Yo sé que la tiene grande. No porque se la haya visto. Ojalá. Ojalá algún día pueda contarles cada detalle de ese pene gordo lleno de leche, lleno de personalidad. Ahora les voy a contar por qué sé que la tiene grande. La tiene grande porque siempre me dice... "Mi chota está más dura que esto (tratando de abrir un frasco)", "Mi viejo tiene alto peceto", "Si me la ves, me vas a envidiar la pistola", y "En el sexo a mí me gusta probar todo".

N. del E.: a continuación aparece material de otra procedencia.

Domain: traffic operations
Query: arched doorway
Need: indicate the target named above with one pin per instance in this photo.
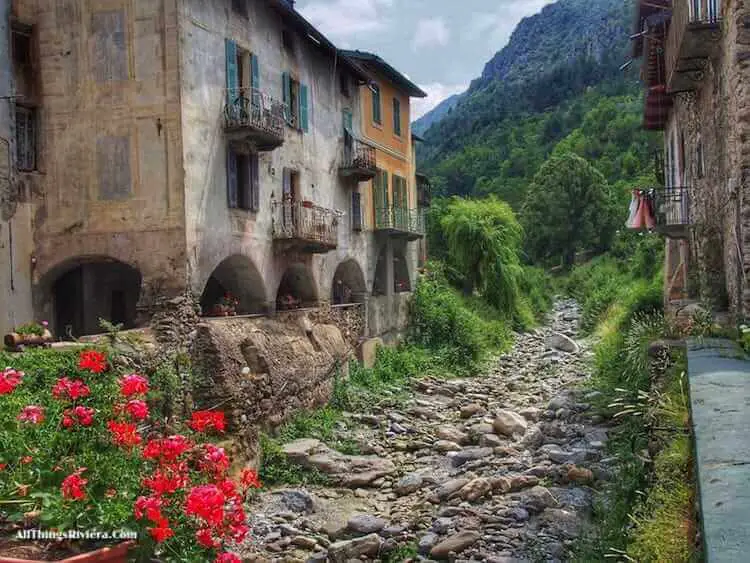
(348, 284)
(297, 289)
(235, 286)
(85, 290)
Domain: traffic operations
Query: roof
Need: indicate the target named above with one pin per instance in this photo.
(371, 60)
(293, 18)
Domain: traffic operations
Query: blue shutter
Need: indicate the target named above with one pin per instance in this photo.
(232, 71)
(286, 85)
(231, 179)
(304, 111)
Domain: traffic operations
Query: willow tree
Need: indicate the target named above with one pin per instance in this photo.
(484, 240)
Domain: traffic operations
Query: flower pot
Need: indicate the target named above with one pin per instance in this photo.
(113, 554)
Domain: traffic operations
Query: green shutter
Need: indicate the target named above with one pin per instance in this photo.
(304, 111)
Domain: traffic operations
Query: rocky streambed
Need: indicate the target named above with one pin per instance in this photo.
(497, 468)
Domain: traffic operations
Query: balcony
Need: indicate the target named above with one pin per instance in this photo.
(251, 116)
(672, 212)
(305, 227)
(694, 34)
(400, 222)
(359, 162)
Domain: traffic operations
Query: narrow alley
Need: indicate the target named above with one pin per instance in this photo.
(496, 468)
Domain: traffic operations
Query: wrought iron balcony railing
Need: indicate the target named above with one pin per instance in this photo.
(400, 221)
(694, 33)
(252, 115)
(310, 227)
(360, 161)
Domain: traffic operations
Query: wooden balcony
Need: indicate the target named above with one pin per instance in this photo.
(672, 212)
(359, 162)
(400, 222)
(250, 116)
(305, 227)
(694, 35)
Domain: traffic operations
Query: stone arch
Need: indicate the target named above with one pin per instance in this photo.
(235, 277)
(349, 285)
(297, 289)
(76, 293)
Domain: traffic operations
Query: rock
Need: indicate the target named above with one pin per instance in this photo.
(508, 423)
(475, 489)
(559, 341)
(298, 501)
(470, 454)
(364, 524)
(409, 484)
(455, 544)
(452, 434)
(446, 446)
(471, 410)
(538, 499)
(427, 542)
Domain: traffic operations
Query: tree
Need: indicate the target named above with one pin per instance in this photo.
(569, 207)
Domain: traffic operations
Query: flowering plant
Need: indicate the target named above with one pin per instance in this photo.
(81, 450)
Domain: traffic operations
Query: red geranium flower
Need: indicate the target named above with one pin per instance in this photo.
(33, 414)
(72, 486)
(205, 420)
(9, 380)
(133, 384)
(124, 434)
(93, 361)
(66, 388)
(137, 409)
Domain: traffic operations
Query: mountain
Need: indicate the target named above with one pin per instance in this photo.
(556, 86)
(421, 125)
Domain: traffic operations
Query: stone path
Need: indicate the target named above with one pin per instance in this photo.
(498, 468)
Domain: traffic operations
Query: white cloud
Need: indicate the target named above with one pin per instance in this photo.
(342, 18)
(431, 32)
(436, 93)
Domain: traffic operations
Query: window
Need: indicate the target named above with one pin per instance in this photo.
(296, 103)
(397, 116)
(25, 138)
(376, 113)
(243, 180)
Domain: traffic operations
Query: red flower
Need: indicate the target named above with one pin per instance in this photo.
(249, 479)
(33, 414)
(207, 503)
(133, 384)
(66, 388)
(137, 409)
(161, 531)
(148, 506)
(204, 420)
(124, 434)
(72, 486)
(93, 361)
(9, 380)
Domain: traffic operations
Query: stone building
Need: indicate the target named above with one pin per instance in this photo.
(696, 69)
(212, 147)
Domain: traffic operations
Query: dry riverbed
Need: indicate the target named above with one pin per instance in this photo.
(497, 468)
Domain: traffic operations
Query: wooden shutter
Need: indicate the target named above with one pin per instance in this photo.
(232, 179)
(304, 110)
(356, 211)
(254, 182)
(230, 48)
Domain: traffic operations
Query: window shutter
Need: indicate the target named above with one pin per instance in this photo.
(286, 84)
(304, 110)
(231, 179)
(254, 182)
(356, 211)
(232, 71)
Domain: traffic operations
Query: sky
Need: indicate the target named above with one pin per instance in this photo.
(441, 45)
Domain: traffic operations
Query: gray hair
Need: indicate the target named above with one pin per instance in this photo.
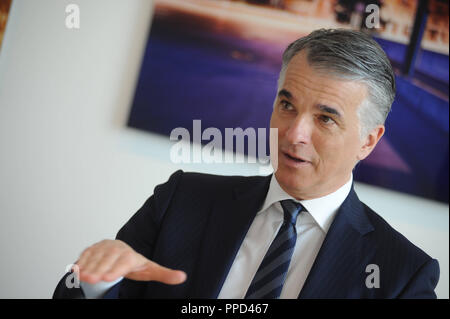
(350, 55)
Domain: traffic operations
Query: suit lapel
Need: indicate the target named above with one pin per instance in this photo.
(229, 221)
(339, 268)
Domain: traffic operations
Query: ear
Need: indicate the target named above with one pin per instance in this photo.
(371, 140)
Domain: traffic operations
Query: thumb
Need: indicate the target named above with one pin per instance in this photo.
(152, 271)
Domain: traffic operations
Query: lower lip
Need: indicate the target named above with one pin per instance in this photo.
(293, 163)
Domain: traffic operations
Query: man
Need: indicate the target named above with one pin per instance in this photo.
(301, 232)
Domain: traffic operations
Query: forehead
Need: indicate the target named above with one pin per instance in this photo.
(305, 82)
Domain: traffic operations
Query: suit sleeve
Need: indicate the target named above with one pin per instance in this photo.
(140, 233)
(423, 283)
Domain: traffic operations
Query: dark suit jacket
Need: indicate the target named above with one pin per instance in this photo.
(197, 222)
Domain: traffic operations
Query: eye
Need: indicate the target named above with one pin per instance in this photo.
(326, 119)
(285, 105)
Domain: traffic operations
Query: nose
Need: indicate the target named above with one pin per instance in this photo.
(300, 130)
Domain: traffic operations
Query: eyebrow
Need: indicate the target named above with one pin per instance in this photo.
(285, 93)
(322, 107)
(329, 109)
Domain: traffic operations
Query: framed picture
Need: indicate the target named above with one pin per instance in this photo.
(5, 5)
(217, 62)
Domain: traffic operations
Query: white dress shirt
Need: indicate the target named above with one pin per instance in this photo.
(312, 226)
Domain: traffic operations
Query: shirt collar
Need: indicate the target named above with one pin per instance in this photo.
(322, 209)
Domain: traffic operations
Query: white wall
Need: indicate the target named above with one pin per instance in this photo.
(71, 173)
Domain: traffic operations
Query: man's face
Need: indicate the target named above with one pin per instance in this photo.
(318, 130)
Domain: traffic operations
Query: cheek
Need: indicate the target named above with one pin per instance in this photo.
(330, 149)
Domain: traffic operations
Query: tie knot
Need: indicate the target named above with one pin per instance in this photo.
(291, 210)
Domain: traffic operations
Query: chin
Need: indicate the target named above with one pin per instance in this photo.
(292, 180)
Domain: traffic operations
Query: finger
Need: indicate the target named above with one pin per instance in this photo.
(123, 265)
(104, 264)
(84, 257)
(154, 272)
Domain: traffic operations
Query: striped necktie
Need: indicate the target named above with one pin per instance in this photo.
(269, 279)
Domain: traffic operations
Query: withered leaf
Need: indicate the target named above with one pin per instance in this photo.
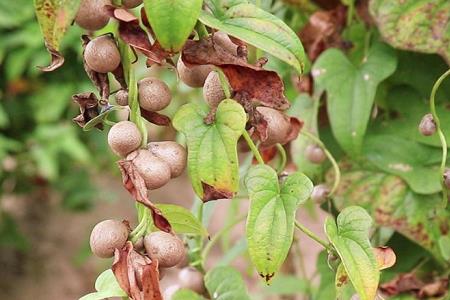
(100, 80)
(155, 118)
(248, 82)
(57, 59)
(89, 109)
(135, 185)
(136, 274)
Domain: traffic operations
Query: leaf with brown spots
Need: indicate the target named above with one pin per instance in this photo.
(136, 274)
(249, 83)
(89, 109)
(135, 185)
(54, 17)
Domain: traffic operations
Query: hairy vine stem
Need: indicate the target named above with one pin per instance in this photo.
(434, 90)
(337, 171)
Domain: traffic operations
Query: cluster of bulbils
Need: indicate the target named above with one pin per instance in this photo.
(427, 127)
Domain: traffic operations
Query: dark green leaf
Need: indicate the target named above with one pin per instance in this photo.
(212, 156)
(351, 90)
(270, 222)
(350, 237)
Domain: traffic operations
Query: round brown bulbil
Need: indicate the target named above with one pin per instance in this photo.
(124, 137)
(193, 76)
(154, 170)
(315, 154)
(107, 236)
(172, 153)
(278, 125)
(102, 55)
(212, 89)
(192, 279)
(92, 14)
(131, 3)
(122, 97)
(166, 248)
(154, 94)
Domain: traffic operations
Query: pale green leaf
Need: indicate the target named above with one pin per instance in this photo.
(270, 222)
(225, 283)
(259, 28)
(351, 90)
(349, 236)
(212, 155)
(172, 21)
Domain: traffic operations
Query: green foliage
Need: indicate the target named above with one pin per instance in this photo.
(212, 155)
(255, 26)
(351, 91)
(172, 21)
(349, 236)
(270, 222)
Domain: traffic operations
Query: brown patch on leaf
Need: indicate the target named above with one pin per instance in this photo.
(211, 193)
(323, 31)
(385, 257)
(155, 118)
(136, 274)
(100, 80)
(135, 185)
(248, 82)
(89, 108)
(57, 60)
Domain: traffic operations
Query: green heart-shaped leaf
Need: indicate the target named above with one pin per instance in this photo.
(351, 91)
(349, 236)
(212, 156)
(172, 21)
(270, 222)
(414, 25)
(259, 28)
(224, 283)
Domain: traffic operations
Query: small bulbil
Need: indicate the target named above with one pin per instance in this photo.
(102, 55)
(107, 236)
(212, 89)
(92, 14)
(124, 137)
(172, 153)
(154, 170)
(154, 94)
(166, 248)
(193, 76)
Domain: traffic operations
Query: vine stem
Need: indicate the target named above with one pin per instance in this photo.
(434, 90)
(253, 147)
(283, 158)
(330, 157)
(313, 236)
(219, 234)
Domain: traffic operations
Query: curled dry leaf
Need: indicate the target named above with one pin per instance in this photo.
(248, 82)
(155, 118)
(89, 109)
(136, 274)
(100, 80)
(131, 33)
(135, 185)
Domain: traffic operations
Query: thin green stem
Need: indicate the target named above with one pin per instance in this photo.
(253, 147)
(436, 86)
(219, 234)
(283, 158)
(330, 157)
(313, 236)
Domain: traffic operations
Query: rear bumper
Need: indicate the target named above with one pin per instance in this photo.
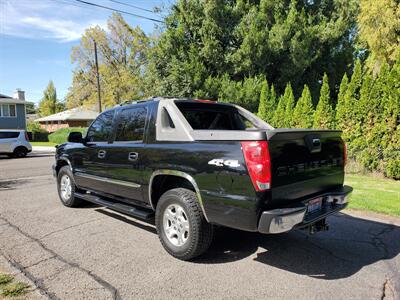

Epa. Sé que esa frase los descolocó. Y cuando yo la escuché también. Me dejó pensando. ¿Pensando en qué? ¿Qué me quiso decir ese macho prohibido que hasta entonces yo creí que no tenía ni la más remota chance? Bueno, hasta ese momento lo tenía prohibido. Reprimido. Siempre me recontra calentó, pero nunca quise engancharme porque sabía que le gustaban las minas. Pero desde esa frase dejó abierta una posibilidad (y mi cola, después de mucho tiempo, también se abrió). Y no fue la única cosa que pasó.
Todo está subiendo poco a poco de tono. Él (y siempre él) está subiendo la apuesta. Está buscándome cada vez más. Por eso hice este blog. Para contarles la fantasía más grande de mi vida. Para contarles todo.
Todavía no pasó nada. Este fin de semana va a venir a casa. Prometimos ponernos borrachos porque se me termina una semana de vacaciones. Ojalá se me dé. Nos vemos a la vuelta.